Climate cooperation is linked to the ‘health’ of US-Beijing relations, according to Beijing.
Following America’s climate tsar John Kerry’s call for China to reduce emissions swiftly, Beijing said Wednesday that climate cooperation with Washington will be contingent on the overall robustness of Sino-US relations.
Tensions between China and the US have risen in recent months, with the two countries trading barbs over Beijing’s human rights record and its handling of the coronavirus at the outset.
Climate change is one of a few subjects on which the two parties have agreed to collaborate.
However, after Kerry urged Beijing to act more quickly on climate change, Zhao Lijian, a spokeswoman for China’s foreign ministry, warned that deteriorating Sino-US relations could jeopardize environmental cooperation.
“I want to emphasize that the general health of Sino-US ties is closely tied to the cooperation between China and the United States in certain fields,” Zhao said during a press conference on Wednesday.
“The United States should not arbitrarily interfere in China’s domestic affairs to the damage of China’s interests while seeking China’s cooperation and understanding in bilateral and global issues.”

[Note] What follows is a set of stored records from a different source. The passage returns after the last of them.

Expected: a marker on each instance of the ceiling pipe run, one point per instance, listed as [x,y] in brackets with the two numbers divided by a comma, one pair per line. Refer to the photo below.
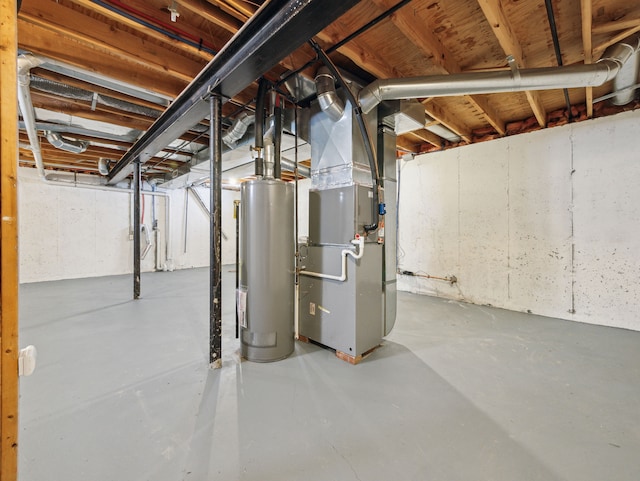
[25,64]
[590,75]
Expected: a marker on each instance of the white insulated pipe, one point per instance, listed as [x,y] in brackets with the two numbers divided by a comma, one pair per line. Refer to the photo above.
[472,83]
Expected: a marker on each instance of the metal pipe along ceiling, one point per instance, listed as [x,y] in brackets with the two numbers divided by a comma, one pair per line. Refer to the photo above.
[25,64]
[591,75]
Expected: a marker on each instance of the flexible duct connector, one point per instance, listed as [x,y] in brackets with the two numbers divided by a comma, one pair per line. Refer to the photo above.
[237,129]
[591,75]
[59,142]
[328,99]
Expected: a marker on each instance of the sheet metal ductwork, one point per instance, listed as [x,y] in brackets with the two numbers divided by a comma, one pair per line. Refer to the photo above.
[591,75]
[627,78]
[328,99]
[237,130]
[25,64]
[59,142]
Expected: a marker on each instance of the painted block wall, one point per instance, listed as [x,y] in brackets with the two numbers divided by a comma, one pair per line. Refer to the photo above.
[68,232]
[546,222]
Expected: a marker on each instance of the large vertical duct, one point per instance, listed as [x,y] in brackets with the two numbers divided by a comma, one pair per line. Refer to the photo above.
[267,253]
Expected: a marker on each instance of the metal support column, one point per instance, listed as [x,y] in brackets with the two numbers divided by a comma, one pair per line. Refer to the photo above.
[236,216]
[215,234]
[8,242]
[136,229]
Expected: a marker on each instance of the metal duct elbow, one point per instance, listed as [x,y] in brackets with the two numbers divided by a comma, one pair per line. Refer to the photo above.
[103,166]
[237,129]
[25,64]
[328,99]
[59,142]
[626,54]
[473,83]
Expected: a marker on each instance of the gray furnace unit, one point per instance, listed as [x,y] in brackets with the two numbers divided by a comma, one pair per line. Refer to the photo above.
[347,294]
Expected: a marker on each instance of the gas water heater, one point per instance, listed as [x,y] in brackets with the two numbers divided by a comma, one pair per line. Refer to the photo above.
[346,268]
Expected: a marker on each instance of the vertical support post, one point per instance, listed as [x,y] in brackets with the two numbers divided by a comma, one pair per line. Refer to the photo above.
[277,144]
[8,242]
[236,216]
[215,222]
[136,229]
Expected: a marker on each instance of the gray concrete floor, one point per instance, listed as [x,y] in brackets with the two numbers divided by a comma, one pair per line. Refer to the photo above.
[122,391]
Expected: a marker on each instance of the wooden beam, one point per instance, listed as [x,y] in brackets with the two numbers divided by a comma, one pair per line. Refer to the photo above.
[438,113]
[616,25]
[102,36]
[429,137]
[381,68]
[481,103]
[587,45]
[57,46]
[599,50]
[212,14]
[423,37]
[404,143]
[160,37]
[246,9]
[8,242]
[510,44]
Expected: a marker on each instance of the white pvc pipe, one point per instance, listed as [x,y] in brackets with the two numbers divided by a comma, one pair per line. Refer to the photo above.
[358,241]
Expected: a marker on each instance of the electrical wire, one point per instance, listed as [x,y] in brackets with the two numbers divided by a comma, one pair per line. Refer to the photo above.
[145,20]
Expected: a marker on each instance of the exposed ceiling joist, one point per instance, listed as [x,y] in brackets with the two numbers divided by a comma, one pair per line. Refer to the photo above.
[423,37]
[494,13]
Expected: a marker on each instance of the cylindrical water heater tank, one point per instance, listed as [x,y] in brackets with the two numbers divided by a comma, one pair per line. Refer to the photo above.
[267,268]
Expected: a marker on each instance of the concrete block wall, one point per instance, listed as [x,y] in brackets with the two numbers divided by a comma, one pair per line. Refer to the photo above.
[69,232]
[546,222]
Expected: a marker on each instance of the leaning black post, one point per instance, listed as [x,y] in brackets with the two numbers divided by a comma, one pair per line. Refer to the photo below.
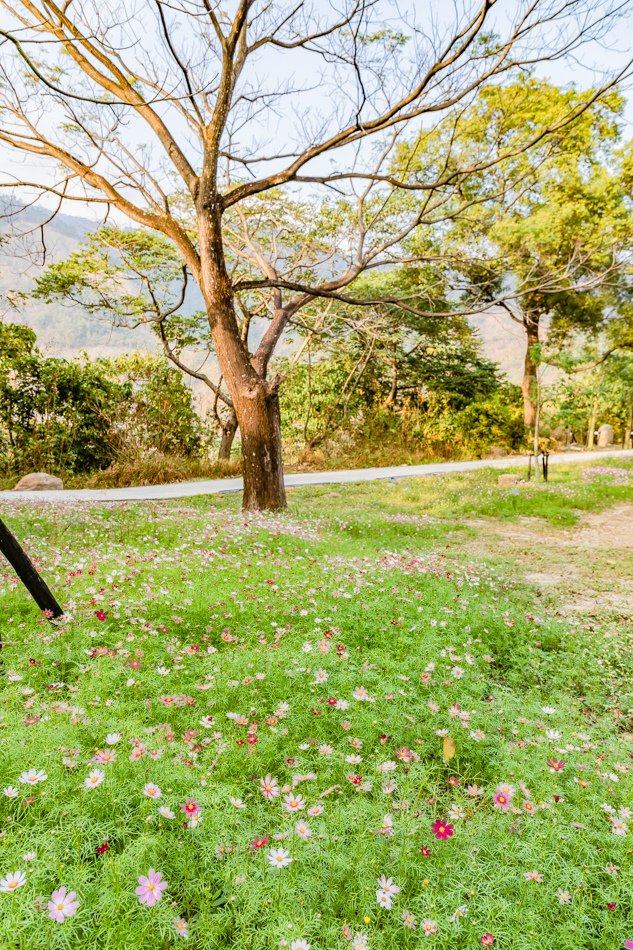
[23,567]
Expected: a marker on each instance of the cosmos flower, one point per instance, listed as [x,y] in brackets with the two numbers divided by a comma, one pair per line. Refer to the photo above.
[62,905]
[279,858]
[269,787]
[94,779]
[151,791]
[442,830]
[33,777]
[11,882]
[151,887]
[181,927]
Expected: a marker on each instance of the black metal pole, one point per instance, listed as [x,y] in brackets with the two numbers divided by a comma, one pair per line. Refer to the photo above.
[23,567]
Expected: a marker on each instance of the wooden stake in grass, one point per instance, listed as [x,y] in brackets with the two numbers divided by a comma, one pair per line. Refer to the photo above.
[23,567]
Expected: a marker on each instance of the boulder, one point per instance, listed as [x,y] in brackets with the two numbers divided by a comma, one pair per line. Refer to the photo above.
[508,479]
[605,436]
[39,481]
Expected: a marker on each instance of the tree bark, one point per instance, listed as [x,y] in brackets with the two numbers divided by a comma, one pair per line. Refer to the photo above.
[591,430]
[260,426]
[530,368]
[228,428]
[255,399]
[626,442]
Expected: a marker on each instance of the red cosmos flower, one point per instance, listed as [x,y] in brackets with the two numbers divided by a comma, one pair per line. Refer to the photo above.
[442,830]
[259,843]
[190,807]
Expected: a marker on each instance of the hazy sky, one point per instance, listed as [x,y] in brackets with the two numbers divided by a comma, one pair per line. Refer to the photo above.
[595,60]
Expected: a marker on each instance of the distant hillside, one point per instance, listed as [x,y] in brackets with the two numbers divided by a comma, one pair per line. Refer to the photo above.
[66,331]
[61,330]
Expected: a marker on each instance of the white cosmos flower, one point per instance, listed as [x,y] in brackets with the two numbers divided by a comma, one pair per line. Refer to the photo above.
[11,882]
[33,776]
[95,778]
[279,858]
[386,884]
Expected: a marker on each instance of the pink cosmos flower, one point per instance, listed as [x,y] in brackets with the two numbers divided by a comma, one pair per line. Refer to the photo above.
[62,905]
[190,808]
[442,830]
[151,887]
[502,801]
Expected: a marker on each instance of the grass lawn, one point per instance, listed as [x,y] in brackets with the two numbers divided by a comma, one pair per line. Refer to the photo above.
[357,724]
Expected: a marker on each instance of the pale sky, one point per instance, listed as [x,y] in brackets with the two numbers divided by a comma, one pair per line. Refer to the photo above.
[595,60]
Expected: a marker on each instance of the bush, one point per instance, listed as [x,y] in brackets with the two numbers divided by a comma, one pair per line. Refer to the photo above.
[78,417]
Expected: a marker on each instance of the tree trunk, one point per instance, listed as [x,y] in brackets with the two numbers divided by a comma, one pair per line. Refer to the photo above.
[260,426]
[592,422]
[228,428]
[530,367]
[626,443]
[255,399]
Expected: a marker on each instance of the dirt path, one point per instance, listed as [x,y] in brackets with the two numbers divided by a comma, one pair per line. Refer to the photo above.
[587,570]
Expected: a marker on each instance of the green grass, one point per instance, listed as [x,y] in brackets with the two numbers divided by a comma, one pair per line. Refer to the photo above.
[227,605]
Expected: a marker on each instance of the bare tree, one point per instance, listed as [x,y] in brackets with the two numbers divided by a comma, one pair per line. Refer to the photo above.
[138,101]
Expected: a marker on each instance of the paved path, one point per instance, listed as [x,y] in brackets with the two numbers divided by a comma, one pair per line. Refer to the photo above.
[223,485]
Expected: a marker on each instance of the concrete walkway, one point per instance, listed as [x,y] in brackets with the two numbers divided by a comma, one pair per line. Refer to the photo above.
[224,485]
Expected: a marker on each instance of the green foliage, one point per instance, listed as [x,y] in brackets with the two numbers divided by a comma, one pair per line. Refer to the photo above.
[54,414]
[158,414]
[80,416]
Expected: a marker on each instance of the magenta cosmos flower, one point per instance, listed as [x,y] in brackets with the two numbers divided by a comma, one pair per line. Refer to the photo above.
[62,905]
[151,888]
[442,830]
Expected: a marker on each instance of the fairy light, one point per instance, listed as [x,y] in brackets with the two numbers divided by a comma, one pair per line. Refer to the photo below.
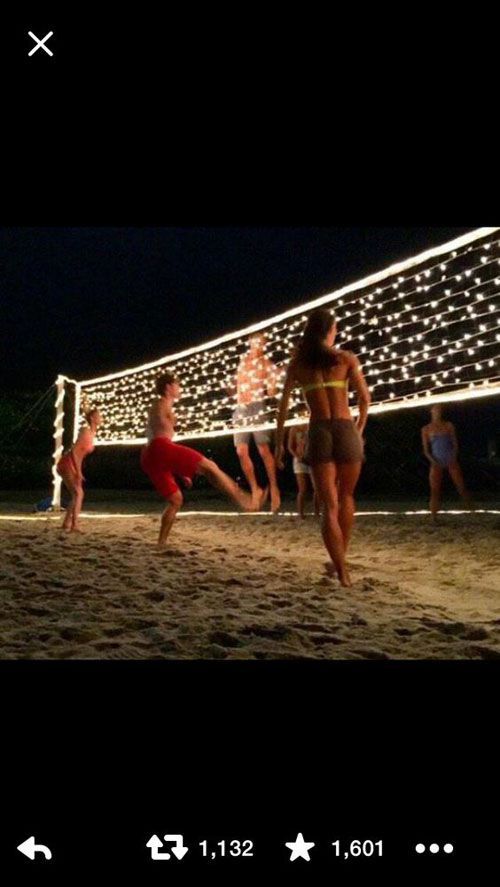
[423,330]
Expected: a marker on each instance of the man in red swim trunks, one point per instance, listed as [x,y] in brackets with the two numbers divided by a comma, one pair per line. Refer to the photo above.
[163,461]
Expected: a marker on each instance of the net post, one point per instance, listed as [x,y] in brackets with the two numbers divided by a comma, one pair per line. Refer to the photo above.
[58,443]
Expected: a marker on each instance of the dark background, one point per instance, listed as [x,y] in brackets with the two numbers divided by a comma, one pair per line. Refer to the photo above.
[267,123]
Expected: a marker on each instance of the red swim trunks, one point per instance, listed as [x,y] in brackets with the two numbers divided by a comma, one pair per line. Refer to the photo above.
[161,459]
[67,462]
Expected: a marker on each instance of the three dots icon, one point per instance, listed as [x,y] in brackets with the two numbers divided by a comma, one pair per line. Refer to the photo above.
[434,848]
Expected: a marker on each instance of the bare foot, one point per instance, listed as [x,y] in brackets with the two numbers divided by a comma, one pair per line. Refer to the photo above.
[344,578]
[341,575]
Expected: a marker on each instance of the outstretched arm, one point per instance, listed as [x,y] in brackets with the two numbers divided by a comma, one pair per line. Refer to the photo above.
[282,414]
[426,446]
[292,441]
[358,381]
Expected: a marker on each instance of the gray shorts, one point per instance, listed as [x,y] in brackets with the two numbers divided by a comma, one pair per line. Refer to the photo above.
[247,414]
[334,440]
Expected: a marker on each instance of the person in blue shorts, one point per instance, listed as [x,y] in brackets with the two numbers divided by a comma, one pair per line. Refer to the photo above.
[439,441]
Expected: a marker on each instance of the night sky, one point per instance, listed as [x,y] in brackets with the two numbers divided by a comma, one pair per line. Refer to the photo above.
[87,301]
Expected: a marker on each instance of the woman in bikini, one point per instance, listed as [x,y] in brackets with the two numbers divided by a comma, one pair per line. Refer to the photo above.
[70,468]
[440,445]
[335,445]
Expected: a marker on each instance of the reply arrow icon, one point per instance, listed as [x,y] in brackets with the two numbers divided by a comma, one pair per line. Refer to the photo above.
[29,849]
[179,850]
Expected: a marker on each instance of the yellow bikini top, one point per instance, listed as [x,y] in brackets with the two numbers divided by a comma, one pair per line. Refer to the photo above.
[333,383]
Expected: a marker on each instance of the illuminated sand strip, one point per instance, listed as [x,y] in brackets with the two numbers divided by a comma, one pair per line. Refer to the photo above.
[183,514]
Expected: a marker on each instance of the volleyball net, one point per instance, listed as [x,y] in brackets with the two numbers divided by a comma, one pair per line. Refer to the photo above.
[426,329]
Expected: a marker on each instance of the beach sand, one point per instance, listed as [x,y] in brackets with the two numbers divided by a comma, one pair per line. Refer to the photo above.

Kerry said on Monday that the only way to break free from the world’s existing mutual suicide pact was for Chinese officials to ensure emissions peak before the goal deadline of 2030.
During a policy speech in London, he stated that limiting global warming to 1.5 degrees Celsius was “essentially impossible” without “sufficient reductions by China.”
Kerry visited Shanghai in April, despite tensions on other fronts, in the hopes of collaborating on climate change.
Washington has irritated China in recent days by issuing a warning about economic risks in Hong Kong as a result of Beijing’s crackdown on freedoms, only days after the US Senate decided to prohibit items from the politically sensitive region of Xinjiang due to reports of forced labor.